After a while, Sly reaches a low enough altitude to deploy his 'chute. Naturally, it's a giant American flag. Because he's a spy, you see. A sly spy. What baffles me most is why Sly is wearing a tuxedo, besides the obvious reason. "Hey, Sly!" his handler shouted, "don't you want to put on, I dunno, a bulletproof vest? A helmet? One of these experimental stealth suits?" Sly turned, raised his eyebrow and said "not today - I need to be dressed to kill".
He hits the ground running, and the gameplay abruptly changes from falling downwards and shooting things to moving sideways and shooting things. This is the most common amongst Sly Spy's various gameplay styles, and it's the most simple. One button to jump, one button to shoot, and the whole thing is rather reminiscent of Namco's Rolling Thunder series.
Abraham Lincoln looks on pensively. Well, Abe would tend to get nervous around gunfire. As you can see, your enemies are a standard assortment of beret-wearing terrorists, their genocidal tendencies acting as further proof of the inherent evil of all beret-wearing people.
Sly interrogates a baddie at the end of the stage. He misses his opportunity for a Bond-style quip, perhaps something about how he just "dropped in" on their criminal organisation, but at least he gets the info he needs. By threatening a man with a gun, after a pitched battle in one of America's most famous landmarks. I'm beginning to suspect "Sly" is something of a misnomer.
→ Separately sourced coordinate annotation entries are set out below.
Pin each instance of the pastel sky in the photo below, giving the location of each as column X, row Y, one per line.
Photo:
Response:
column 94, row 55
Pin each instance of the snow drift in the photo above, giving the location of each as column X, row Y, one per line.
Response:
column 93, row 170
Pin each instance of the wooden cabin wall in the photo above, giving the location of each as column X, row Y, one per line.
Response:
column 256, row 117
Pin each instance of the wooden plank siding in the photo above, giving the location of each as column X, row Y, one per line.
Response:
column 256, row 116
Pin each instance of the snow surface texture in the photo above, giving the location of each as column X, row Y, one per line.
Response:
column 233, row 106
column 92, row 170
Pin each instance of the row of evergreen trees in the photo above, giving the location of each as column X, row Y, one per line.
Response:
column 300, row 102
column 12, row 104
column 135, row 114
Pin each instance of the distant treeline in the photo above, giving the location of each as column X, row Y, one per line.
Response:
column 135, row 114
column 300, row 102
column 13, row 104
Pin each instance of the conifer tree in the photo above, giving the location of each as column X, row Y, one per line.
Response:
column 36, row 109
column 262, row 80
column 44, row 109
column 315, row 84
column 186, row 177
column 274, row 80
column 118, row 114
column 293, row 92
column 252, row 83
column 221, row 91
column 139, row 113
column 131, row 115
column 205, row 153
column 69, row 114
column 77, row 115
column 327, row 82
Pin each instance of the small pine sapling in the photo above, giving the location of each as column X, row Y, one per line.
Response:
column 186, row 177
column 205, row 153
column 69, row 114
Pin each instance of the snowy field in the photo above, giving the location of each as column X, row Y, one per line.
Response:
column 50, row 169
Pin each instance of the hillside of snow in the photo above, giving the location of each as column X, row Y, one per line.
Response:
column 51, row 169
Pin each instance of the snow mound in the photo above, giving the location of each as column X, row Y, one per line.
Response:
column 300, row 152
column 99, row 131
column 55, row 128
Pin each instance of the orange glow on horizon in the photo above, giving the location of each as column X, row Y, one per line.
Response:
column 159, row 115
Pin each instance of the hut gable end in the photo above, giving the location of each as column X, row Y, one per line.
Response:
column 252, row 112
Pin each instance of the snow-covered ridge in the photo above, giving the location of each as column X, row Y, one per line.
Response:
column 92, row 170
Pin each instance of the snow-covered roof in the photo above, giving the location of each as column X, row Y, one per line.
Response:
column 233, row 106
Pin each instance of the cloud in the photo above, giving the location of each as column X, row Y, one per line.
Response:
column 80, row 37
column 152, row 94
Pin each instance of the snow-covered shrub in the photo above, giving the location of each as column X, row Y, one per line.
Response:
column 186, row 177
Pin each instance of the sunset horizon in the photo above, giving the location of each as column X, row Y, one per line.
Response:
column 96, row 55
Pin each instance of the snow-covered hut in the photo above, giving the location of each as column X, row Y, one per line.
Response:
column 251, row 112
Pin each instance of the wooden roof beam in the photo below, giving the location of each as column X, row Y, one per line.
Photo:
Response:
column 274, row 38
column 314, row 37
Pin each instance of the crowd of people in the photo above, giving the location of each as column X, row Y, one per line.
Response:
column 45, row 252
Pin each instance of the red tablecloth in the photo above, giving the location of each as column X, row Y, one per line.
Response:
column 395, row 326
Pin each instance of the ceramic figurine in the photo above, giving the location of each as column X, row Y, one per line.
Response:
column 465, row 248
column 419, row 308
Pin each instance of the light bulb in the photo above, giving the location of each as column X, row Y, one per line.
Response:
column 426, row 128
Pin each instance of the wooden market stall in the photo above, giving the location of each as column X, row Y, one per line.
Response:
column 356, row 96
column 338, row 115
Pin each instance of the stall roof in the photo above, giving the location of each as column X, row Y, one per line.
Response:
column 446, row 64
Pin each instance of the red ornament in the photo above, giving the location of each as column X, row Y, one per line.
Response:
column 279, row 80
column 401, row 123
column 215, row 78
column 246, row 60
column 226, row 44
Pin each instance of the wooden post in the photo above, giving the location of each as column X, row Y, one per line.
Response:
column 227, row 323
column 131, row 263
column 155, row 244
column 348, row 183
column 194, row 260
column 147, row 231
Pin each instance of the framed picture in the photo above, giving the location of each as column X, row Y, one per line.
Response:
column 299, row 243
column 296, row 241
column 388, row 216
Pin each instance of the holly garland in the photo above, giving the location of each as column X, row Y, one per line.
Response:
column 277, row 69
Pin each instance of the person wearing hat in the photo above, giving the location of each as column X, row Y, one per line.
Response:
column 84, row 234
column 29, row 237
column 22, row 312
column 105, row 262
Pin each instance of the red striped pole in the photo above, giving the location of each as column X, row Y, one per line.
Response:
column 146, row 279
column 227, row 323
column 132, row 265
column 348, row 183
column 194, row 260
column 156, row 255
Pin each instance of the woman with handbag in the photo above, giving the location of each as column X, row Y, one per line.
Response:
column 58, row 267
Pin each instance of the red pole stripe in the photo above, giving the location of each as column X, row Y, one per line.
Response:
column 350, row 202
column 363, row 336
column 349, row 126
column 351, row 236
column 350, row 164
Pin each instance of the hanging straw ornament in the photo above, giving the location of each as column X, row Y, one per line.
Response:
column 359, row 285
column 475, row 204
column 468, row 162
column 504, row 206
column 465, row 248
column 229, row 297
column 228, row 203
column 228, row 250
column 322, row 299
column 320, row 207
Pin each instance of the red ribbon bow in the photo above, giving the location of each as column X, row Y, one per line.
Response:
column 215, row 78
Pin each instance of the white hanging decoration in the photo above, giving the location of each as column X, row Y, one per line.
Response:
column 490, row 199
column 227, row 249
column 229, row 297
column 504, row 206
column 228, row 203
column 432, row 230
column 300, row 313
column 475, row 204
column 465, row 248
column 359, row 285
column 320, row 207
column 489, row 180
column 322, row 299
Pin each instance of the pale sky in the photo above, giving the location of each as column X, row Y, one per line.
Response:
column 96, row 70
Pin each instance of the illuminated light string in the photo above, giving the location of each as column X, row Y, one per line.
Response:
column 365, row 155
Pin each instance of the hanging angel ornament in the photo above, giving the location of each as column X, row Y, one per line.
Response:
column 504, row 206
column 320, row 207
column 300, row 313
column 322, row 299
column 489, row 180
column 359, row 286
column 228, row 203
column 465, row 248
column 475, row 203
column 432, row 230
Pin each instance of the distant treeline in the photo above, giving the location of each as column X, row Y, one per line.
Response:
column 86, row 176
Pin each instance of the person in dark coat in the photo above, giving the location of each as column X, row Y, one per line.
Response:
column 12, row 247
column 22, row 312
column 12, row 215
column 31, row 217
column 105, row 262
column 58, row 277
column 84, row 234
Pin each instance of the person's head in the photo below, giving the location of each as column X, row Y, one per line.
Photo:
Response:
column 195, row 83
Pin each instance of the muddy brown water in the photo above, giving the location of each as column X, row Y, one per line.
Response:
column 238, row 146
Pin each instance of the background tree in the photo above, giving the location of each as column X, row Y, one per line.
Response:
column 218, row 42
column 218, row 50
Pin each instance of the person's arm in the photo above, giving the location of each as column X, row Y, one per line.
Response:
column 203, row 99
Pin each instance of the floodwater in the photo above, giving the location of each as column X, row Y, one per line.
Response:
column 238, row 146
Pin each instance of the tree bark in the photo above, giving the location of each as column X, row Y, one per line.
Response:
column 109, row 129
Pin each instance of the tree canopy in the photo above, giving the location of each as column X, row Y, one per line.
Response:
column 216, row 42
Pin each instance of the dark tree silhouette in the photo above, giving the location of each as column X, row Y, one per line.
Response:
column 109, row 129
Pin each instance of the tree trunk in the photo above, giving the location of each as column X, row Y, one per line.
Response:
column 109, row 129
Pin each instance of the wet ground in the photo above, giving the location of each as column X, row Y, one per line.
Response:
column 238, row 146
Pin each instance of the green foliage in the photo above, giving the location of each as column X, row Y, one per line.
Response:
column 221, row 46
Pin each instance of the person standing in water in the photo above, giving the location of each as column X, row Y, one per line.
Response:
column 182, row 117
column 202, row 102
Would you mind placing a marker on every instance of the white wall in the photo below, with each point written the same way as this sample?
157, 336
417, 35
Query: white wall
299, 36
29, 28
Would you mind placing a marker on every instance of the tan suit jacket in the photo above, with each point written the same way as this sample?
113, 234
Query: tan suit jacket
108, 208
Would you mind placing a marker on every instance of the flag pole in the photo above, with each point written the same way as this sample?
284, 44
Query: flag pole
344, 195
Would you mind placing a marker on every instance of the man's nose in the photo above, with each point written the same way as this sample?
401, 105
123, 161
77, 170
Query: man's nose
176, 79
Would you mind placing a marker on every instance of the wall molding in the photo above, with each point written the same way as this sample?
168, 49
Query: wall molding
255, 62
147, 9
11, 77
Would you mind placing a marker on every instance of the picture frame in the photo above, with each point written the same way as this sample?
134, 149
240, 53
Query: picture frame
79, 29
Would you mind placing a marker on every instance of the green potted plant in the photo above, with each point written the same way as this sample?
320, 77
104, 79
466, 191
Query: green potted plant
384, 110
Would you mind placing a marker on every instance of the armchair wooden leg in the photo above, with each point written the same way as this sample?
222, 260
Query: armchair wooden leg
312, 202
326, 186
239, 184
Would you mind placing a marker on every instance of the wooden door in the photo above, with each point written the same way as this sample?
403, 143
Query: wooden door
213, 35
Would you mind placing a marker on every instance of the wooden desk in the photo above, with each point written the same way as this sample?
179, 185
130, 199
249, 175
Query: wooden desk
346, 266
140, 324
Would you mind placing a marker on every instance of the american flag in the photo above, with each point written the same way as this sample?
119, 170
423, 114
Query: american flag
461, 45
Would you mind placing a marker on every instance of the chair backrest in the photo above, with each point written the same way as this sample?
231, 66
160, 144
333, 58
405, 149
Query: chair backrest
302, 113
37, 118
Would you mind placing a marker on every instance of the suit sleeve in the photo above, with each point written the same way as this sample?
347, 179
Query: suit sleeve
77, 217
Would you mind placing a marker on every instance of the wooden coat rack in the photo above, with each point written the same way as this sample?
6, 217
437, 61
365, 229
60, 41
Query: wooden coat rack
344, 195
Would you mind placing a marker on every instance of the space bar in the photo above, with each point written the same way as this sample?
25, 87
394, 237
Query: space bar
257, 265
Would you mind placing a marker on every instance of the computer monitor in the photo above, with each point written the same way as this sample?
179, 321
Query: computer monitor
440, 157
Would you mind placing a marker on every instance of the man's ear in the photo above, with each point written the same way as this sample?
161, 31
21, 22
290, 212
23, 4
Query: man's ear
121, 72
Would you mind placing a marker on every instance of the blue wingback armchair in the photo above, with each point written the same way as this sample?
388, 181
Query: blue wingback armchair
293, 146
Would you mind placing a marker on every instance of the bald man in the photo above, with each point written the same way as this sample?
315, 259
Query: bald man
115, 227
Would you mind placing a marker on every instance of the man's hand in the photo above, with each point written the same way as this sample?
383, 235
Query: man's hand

Motorbikes and the spies that ride them next, as Sly burns rubber out of the city while shooting bad guys with the gun on front. As gadgets go, it's hardly up there with Bond's Aston Martin, is it? "Ah, Sly, it's Q here. This is your new bike. We were going to give it rocket boosters, oil slicks and a built-in Martini glass holder, but due to budget constraints we just taped a pistol to the front of an ordinary bike. Enjoy!"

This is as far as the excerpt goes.